A couple of years ago, I had the bright idea to throw a pie party. Like all of my bright ideas it occurred to me while I was in the shower and by the time I stepped out I decided that the party would take place in two weeks, and that I would bake a variety of pies, at least twenty, savory and sweet. Yes, to personalized invitations; yes, to tablecloths; and no, to paper plates and plastic utensils. Additionally, I decided a variety of homemade milkshakes was needed, and of course costumes would be required. This was during my Mad Men craze so 1960’s dress would be mandatory. If you couldn’t drink Old Fashioneds or work a beehive then sorry, no pie for you! Planning done! Sounds like a lot I know, but I’d be wearing an apron so what could possibly go wrong?

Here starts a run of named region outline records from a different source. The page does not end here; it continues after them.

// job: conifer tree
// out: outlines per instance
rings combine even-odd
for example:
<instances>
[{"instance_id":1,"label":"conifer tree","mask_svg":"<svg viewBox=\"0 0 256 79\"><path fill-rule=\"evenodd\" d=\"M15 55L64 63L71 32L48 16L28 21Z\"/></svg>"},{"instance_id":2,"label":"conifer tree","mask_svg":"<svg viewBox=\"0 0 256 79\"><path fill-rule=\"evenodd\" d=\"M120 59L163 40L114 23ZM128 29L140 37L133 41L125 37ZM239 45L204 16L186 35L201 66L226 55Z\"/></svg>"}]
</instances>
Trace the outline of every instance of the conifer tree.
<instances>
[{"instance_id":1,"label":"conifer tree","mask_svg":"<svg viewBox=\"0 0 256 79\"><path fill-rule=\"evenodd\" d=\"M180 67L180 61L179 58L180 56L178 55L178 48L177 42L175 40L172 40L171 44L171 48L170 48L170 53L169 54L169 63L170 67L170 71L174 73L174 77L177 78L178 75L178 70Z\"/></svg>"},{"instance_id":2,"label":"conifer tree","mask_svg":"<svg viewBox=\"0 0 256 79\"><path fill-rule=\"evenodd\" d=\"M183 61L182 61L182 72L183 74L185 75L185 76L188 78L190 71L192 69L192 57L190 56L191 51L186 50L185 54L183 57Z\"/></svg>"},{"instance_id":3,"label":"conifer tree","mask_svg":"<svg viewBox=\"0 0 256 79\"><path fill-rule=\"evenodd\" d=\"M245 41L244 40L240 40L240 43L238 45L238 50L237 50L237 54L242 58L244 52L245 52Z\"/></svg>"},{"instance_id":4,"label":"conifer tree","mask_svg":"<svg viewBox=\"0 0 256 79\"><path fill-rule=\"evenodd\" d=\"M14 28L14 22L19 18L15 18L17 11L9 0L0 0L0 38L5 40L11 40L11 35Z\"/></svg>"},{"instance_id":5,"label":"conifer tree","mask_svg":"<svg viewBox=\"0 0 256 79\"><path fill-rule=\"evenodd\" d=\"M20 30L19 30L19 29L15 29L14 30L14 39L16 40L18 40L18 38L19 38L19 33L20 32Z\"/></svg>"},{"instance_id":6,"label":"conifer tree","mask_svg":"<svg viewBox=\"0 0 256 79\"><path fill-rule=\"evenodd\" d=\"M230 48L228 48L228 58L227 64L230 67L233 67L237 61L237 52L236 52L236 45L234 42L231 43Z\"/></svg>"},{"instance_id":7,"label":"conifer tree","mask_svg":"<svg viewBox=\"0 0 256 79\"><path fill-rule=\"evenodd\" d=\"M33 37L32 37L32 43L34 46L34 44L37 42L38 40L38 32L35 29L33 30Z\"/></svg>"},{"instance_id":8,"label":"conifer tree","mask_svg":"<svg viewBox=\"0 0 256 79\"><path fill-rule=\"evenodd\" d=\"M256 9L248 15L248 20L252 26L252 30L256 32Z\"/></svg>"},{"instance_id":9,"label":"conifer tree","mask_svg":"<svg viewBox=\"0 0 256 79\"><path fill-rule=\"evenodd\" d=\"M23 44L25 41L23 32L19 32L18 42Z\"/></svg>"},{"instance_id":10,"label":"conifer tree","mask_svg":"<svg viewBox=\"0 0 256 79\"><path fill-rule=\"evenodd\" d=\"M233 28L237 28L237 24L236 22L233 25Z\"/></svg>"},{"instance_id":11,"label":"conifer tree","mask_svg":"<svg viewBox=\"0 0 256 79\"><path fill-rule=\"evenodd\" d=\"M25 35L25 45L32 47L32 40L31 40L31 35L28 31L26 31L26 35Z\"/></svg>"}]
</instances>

Except that so much did ... I didn’t take into consideration that between my full-time job, two dogs, a boyfriend (at the time), the book club, boxing, friends, and a dozen other activities, and let’s not forget sleep, that finding the time to bake (at least) twenty pies, was going to take some creativity ... and extra hours in the day. Clearly this wasn’t going to happen in two weeks. No matter how many different aprons I tied on.
What actually happened was that “pie party” became “pie contest.” Thankfully my friends are well aware of my predilection for taking on too much at times and were not at all surprised when they received frantic texts from me two days before the party asking (read: begging) that they each bring a pie, savory or sweet, and that this pie party was switching gears and was going to be so, so much better as a pie contest. And yes, there would be prizes (read: bribes). My only caveat was that the pies be homemade. I might be begging, but absolutely no store bought pies allowed!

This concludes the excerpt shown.